All were letters of endorsement of the same candidate.

All were formatted identically; no heading; date in the upper left corner, "September" spelled out, not abbreviated.

All were addressed "To the Editor:"-- with a lower-case "t" on "the" and an upper-case "E" on "Editor," followed by a colon, not a comma.

All were very short as letters go -- fewer than 100 words; all either four sentences or five.

Coincidence? Maybe. Maybe not.

Reached by telephone, the purported writer of one letter said he had written it and given it to the candidate's campaign staff, which he said "typed it up for me."

The candidate later said campaign staff was typing and mailing letters for supporters who did not use computers. The candidate was told they would not be accepted and was urged to tell supporters they had to send letters directly to the paper.

The candidate was cordial and agreed. Oddly, the supporter contacted said he had a computer and email access, so it was unclear why he needed the campaign to type his letter.

Why would it matter to the Westport News?

Because when a candidate's campaign staff in any way handles a letter purported to be from an ordinary citizen, it perverts what is supposed to be a pure, citizens forum -- not a campaign-staff forum.

At best, it raises alarming questions about the authenticity of the ideas and words of the "citizen." At worst, it might signal fraud and an effort to manipulate a free forum.

What reputable newspapers ultimately seek is the truth through the exchange of ideas and the gathering of facts.

For evidence in criminal trials, the courts have rigid standards for the chain of custody of that evidence. If the chain is broken, the evidence is thrown out.

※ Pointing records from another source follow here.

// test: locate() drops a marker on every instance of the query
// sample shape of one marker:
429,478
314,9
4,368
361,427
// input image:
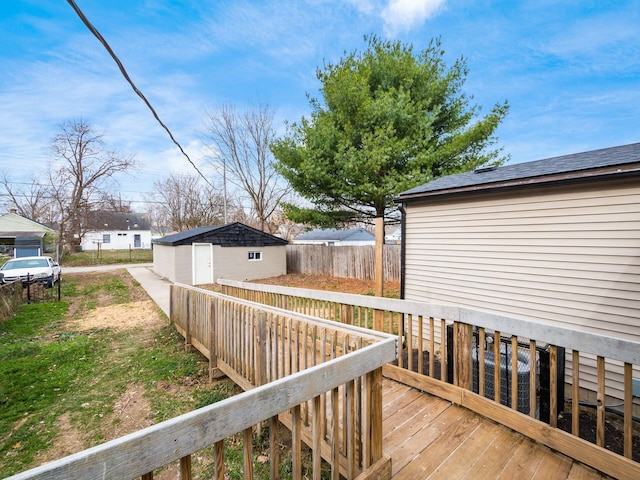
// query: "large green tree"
390,120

The principle is similar when a letter passes through a third party who can alter it -- especially when that third party has a vested interest in the content and the way it is expressed. We're not talking about the guy who has his wife check his grammar or the senior citizen whose grandchild does the typing.

In the last municipal election, The Westport News quickly noticed that several letters endorsing one candidate had come from the same email address. On investigation, the email address turned out to be the candidate's campaign address. The candidate said he thought he was doing the paper a favor -- exactly how was never clear. But it was stopped.

Late this week, a candidate emailed a letter said to be written by the candidate's mother. Sorry; same rules for all.

Local legislative candidates don't have PAC money pouring into their campaigns for advertising and demographic research. For many, a few stacks of lawn signs, a couple thousand fliers and some stamps can put a nice dent in their personal credit cards.

So the Westport News is happy to provide space for their supporters and detractors to exchange ideas in the letters columns. Candidates would be silly not to encourage supporters to write letters.

But the Westport News would be sillier if it didn't work to preserve the integrity of the system.